I've been learning ANTLR, by writing my own (extremely simple!) programming language
It made me curious about how the lexer/parser/AST is implemented for java. Obviously there is a grammar for .java
files and this gets parsed down to ByteCode, which is then validated to check that all is syntactically and sementically correct and then finally a .class
file is written out, but I wondered what happens when you run
java -cp '.' Foo
I assume Foo.class
has to be read in - but does this (the bytecode in the .class
file) then have a grammar of it's own? or is the AST that is formed when the .java
file was compiled just written to disk in binary form, and then just slurped into memory when the java.exe
program runs
I was thinking that it probably does have an AST, as this is probably the essence of what a JIT compiler really is.
-
Generally speaking, the purpose of compiling to bytecode is that a bytecode format of simple opcode-argument tuples can be easily executed by computers without all that expensive lexing/parsing/AST nonsense that our human-readable languages require. But I'm not familiar enough with the JVM to give concrete examples, so leaving this as a comment.Ixrec– Ixrec2015年06月06日 12:37:03 +00:00Commented Jun 6, 2015 at 12:37
-
3Yes.

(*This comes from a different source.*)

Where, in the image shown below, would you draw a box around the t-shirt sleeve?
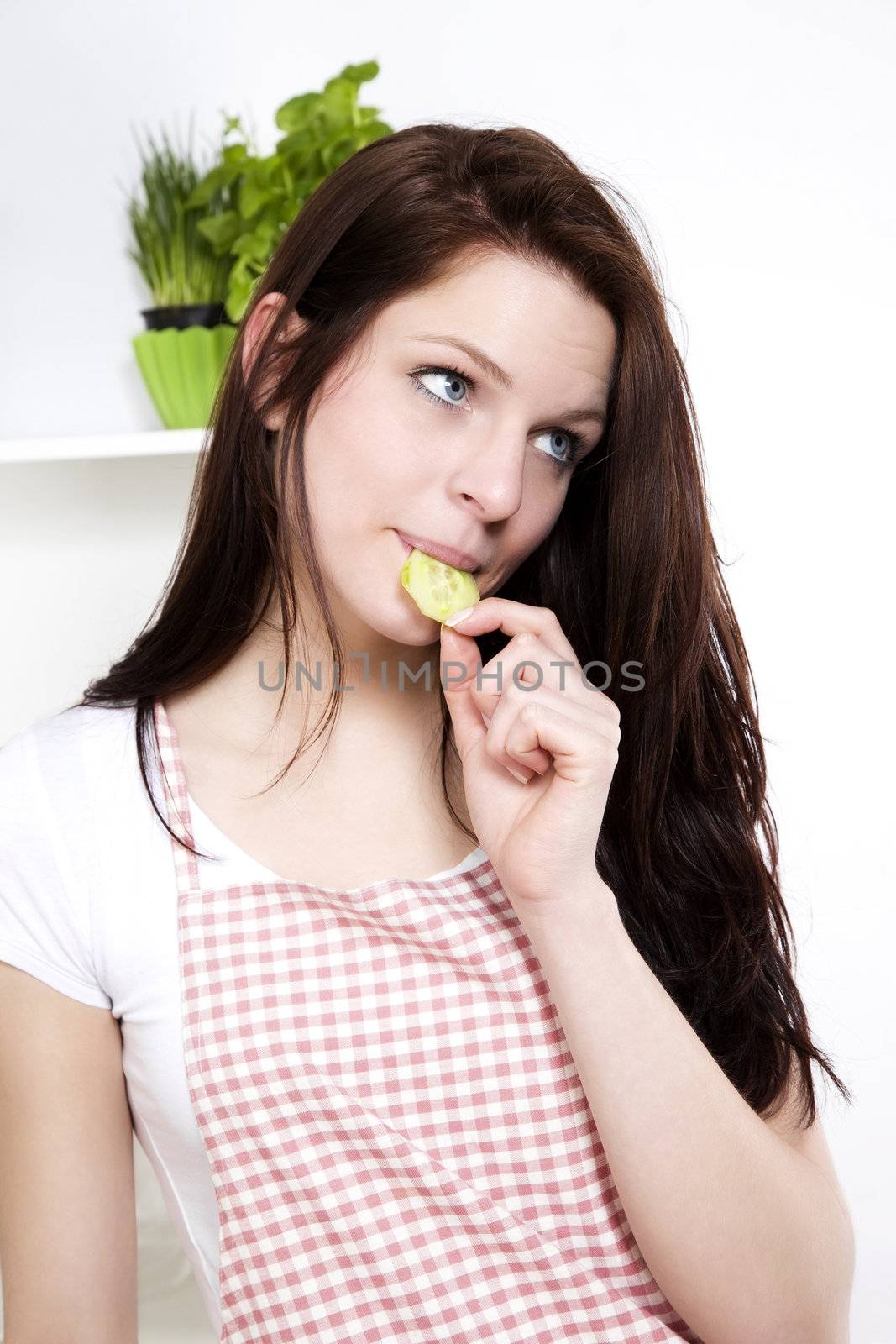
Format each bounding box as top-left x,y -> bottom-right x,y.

You are looking for chapter 4 of the Java Virtual Machine Specification: The class File Format.user40980– user409802015年06月06日 12:37:36 +00:00Commented Jun 6, 2015 at 12:37
1 Answer 1
Technically speaking, there is a parser, but practically speaking, the parser is so trivial, that you typically don't call it a "parser". After all, the JVM bytecode format is specifically designed for being fast and easy to read by a machine and not at all to be readable by humans.
It's basically some fixed-size fields of fixed types and some variable-length arrays of fixed types whose length is provided in a fixed-size field of a fixed type at a fixed location.